AB 1482, also known as the California Tenant Protection Act of 2019, limits rent increases and requires landlords to have a “just cause” in order to evict tenants. The law applies to most rental properties in California, with some exceptions.
- Just cause for eviction
There are 12 reasons that a landlord can use as just cause for eviction under AB 1482. These reasons include:
- The tenant has failed to pay rent.
- The tenant has caused substantial damage to the property.
- The tenant has engaged in illegal activity on the property.
- The landlord is moving into the property or a close relative is moving in.
- The landlord is demolishing or substantially remodeling the property.

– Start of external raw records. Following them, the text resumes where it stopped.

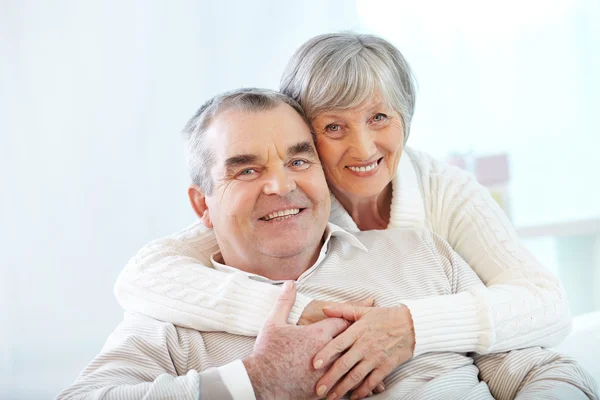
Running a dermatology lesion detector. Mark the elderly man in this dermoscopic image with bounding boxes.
[59,89,596,399]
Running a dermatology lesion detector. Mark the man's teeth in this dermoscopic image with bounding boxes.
[348,161,377,172]
[262,208,300,221]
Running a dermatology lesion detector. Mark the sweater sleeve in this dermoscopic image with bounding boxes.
[409,154,571,354]
[57,314,239,400]
[474,347,598,400]
[115,223,312,336]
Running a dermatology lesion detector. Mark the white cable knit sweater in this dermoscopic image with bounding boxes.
[115,148,571,356]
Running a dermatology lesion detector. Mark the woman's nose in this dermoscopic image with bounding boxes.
[352,128,377,160]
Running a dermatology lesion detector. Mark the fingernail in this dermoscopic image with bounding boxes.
[317,385,327,396]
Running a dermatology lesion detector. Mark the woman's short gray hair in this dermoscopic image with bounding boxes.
[182,88,312,195]
[280,33,416,141]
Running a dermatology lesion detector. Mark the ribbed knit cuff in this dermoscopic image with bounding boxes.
[402,292,485,357]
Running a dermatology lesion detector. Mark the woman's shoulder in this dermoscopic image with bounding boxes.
[404,147,470,183]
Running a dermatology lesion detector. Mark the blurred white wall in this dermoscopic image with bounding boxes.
[0,0,358,399]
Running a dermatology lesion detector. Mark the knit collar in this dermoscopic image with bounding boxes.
[330,148,426,232]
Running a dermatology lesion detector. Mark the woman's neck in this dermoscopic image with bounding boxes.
[331,182,392,231]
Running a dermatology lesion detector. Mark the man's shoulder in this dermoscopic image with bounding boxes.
[354,228,432,248]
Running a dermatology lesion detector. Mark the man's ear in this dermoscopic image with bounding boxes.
[188,185,213,228]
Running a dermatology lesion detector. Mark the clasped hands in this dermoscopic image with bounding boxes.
[298,299,415,400]
[244,283,415,400]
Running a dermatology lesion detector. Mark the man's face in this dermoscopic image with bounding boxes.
[197,104,330,268]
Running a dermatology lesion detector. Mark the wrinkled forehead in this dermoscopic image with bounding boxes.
[207,104,316,166]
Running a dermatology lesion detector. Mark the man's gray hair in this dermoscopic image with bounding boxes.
[280,33,416,142]
[182,88,312,196]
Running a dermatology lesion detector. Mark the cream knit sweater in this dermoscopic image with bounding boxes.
[115,148,571,356]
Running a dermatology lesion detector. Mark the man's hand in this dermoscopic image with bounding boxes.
[243,282,350,400]
[298,299,374,325]
[314,305,415,400]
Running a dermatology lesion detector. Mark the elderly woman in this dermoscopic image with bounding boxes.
[115,33,571,397]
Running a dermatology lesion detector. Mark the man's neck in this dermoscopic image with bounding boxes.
[217,235,325,281]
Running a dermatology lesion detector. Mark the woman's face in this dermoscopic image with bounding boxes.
[312,96,404,202]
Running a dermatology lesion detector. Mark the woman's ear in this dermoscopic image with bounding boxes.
[188,185,213,228]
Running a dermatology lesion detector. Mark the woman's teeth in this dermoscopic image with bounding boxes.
[261,208,300,221]
[348,161,377,172]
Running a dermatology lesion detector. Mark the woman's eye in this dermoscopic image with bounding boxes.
[240,168,256,176]
[373,113,387,122]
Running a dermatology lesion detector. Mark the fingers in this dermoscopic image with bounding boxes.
[310,318,350,340]
[313,325,360,369]
[323,303,369,321]
[316,351,364,399]
[350,364,393,400]
[264,281,296,328]
[350,298,375,307]
[327,358,374,400]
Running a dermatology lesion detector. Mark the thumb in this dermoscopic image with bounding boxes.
[263,281,296,329]
[323,304,369,321]
[349,298,375,307]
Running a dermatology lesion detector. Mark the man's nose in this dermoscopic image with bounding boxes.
[264,168,296,196]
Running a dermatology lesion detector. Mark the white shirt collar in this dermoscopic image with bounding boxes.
[210,222,369,284]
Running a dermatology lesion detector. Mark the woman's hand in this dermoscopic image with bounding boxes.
[298,299,374,325]
[313,304,415,400]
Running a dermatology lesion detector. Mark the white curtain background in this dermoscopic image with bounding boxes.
[357,0,600,226]
[0,0,600,399]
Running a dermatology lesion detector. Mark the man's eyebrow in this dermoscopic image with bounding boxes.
[288,140,316,157]
[225,154,258,168]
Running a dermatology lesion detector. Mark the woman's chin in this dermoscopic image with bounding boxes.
[333,179,387,199]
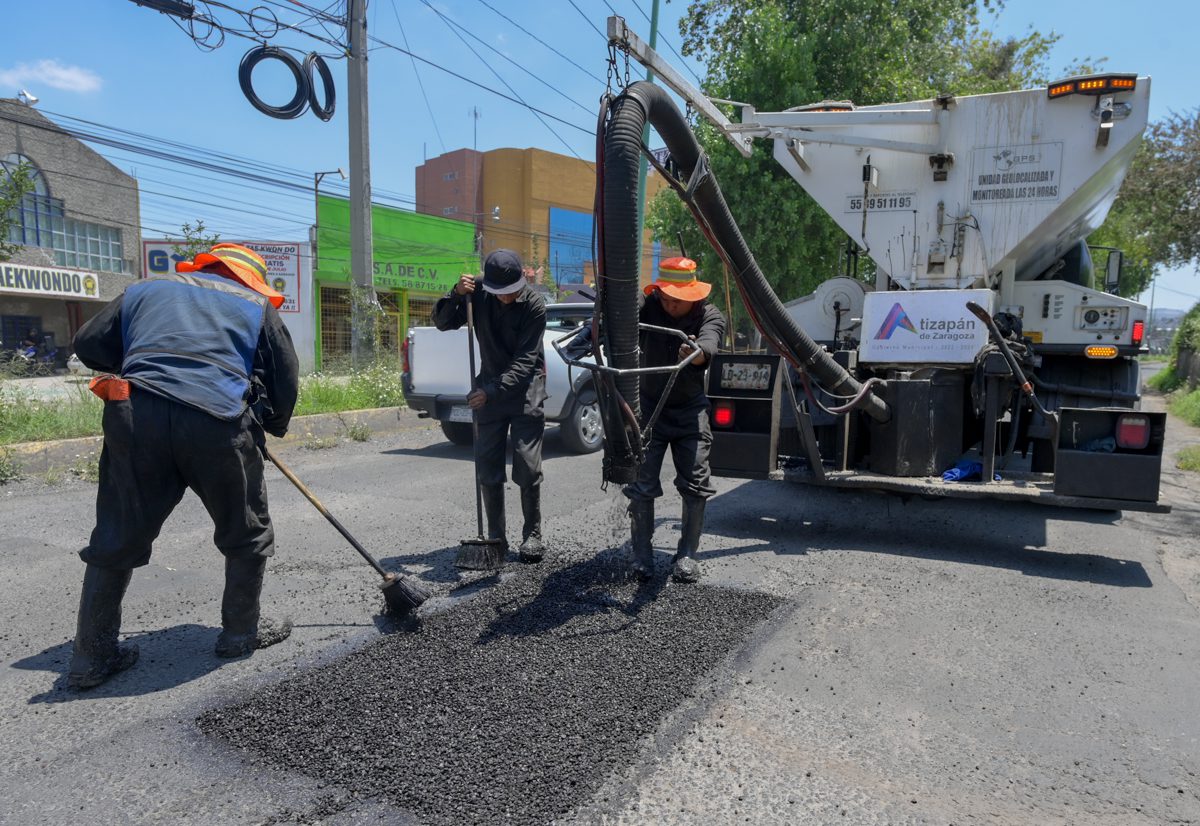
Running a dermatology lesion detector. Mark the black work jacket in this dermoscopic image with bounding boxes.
[433,283,546,424]
[637,292,725,415]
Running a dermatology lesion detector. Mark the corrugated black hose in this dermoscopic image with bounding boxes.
[599,82,890,481]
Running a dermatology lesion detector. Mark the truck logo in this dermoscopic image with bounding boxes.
[991,149,1042,172]
[875,301,917,341]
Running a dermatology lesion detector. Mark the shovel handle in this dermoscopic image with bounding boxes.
[263,444,391,579]
[467,294,484,539]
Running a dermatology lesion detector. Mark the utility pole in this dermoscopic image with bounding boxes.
[346,0,378,367]
[637,0,659,282]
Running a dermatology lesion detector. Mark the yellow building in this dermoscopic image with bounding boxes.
[416,149,672,289]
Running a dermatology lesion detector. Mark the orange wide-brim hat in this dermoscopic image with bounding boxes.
[644,258,713,301]
[175,244,283,310]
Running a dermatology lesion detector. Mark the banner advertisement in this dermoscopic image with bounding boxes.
[0,264,100,301]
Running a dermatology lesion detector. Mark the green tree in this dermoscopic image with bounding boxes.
[0,163,34,261]
[647,0,1091,316]
[1088,109,1200,295]
[170,219,221,261]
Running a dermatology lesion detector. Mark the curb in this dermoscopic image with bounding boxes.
[4,407,437,477]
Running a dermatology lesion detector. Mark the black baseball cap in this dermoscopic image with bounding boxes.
[484,250,526,295]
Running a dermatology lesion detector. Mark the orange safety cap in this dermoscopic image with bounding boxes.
[88,373,130,401]
[175,243,283,310]
[644,258,713,301]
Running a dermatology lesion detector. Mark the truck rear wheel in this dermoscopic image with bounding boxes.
[558,388,604,454]
[442,421,475,447]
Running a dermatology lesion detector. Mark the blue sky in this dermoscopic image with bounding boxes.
[0,0,1200,309]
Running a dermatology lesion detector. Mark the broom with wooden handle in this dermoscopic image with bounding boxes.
[263,444,431,616]
[454,294,506,570]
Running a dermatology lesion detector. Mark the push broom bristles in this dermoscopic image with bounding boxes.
[454,539,508,570]
[379,574,433,617]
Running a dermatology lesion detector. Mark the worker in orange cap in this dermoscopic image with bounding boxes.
[67,244,299,689]
[624,258,725,582]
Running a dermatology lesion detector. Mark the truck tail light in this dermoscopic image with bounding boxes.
[1084,345,1117,359]
[1116,413,1150,450]
[713,399,733,427]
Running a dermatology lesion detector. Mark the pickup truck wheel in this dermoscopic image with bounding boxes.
[559,388,604,454]
[442,421,475,447]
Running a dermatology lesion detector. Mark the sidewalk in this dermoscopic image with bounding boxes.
[7,405,437,475]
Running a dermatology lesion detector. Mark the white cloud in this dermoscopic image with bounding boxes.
[0,60,102,95]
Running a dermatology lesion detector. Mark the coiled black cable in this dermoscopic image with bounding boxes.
[238,46,309,120]
[304,52,337,121]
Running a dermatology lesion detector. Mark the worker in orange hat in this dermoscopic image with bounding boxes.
[67,244,299,689]
[624,258,725,582]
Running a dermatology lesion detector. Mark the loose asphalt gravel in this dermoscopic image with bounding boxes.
[198,553,781,825]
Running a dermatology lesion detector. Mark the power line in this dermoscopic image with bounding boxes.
[391,0,446,152]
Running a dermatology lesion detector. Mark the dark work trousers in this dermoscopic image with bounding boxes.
[79,387,275,570]
[475,409,546,489]
[624,396,716,499]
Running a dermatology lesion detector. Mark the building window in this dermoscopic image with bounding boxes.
[53,219,125,273]
[0,152,125,273]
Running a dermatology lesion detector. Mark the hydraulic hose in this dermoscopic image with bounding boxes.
[601,82,890,421]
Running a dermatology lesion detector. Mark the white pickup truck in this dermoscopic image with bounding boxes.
[402,304,604,454]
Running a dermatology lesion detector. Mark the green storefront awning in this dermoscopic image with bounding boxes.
[313,194,479,293]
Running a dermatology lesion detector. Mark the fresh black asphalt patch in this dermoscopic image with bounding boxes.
[198,553,779,825]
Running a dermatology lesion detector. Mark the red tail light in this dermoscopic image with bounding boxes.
[713,400,733,427]
[1116,413,1150,450]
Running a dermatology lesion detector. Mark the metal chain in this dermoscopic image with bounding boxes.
[605,43,617,97]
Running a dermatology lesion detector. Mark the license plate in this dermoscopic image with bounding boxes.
[721,361,770,390]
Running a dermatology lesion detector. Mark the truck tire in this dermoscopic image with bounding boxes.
[558,388,604,454]
[442,421,475,447]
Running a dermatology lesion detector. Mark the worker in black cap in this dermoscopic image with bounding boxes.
[433,250,546,562]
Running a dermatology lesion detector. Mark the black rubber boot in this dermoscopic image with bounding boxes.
[671,496,707,582]
[629,499,654,581]
[216,556,292,659]
[481,485,509,552]
[521,485,546,562]
[67,565,138,692]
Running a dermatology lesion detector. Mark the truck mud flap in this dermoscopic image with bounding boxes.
[772,468,1171,514]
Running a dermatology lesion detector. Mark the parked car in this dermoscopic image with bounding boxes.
[67,353,91,376]
[402,304,604,454]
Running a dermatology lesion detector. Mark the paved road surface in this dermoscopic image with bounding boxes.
[0,396,1200,826]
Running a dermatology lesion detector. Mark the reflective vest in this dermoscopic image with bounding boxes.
[121,273,266,420]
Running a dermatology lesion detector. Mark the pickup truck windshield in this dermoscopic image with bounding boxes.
[546,304,593,333]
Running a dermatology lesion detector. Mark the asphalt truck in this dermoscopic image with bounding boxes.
[576,17,1168,511]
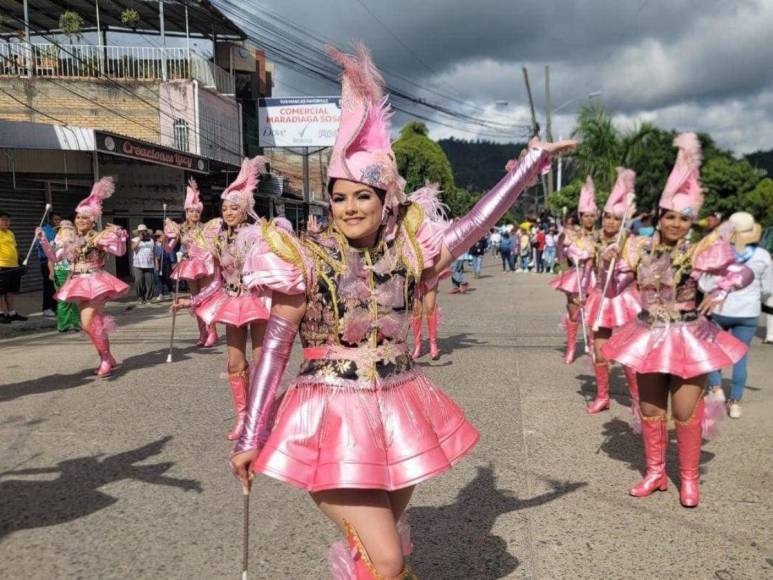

- The landlord is selling the property and the new owner intends to occupy the property.
- The tenant has violated a material term of the lease.
- The tenant has been convicted of a crime that poses a threat to the health or safety of other tenants or the landlord.
- The tenant has received a notice to vacate from a government agency.
- The tenant has been issued a rent control ordinance that requires the landlord to evict the tenant.
If a landlord wants to evict a tenant for a reason that is not on this list, the eviction will be considered “unjust” and the tenant may be able to fight it in court.
- Rent increases
AB 1482 limits rent increases to no more than 5% + local CPI (CPI = inflation rate), or 10% whichever is lower. This means that landlords can only raise rent by a certain amount each year, even if the market rent for the property has increased more than that.
There are some exceptions to the rent increase limit, such as when a landlord is making capital improvements to the property. However, these exceptions are narrow and most landlords will be limited to a 5% + local CPI rent increase each year.
Not all rental properties in California are subject to AB 1482. The law does not apply to:
- Single-family homes and condominiums that are not owned by a corporation, real estate trust, or LLC with at least one corporate member.
- Rental properties that were constructed within the last 15 years.
- Rental properties that are subject to local rent control ordinances that are stricter than AB 1482.
- Rental properties that are restricted to low- or moderate-income households.
If you are a landlord in California, it is important to understand your rights and obligations under AB 1482. If you have any questions, you should consult with an attorney.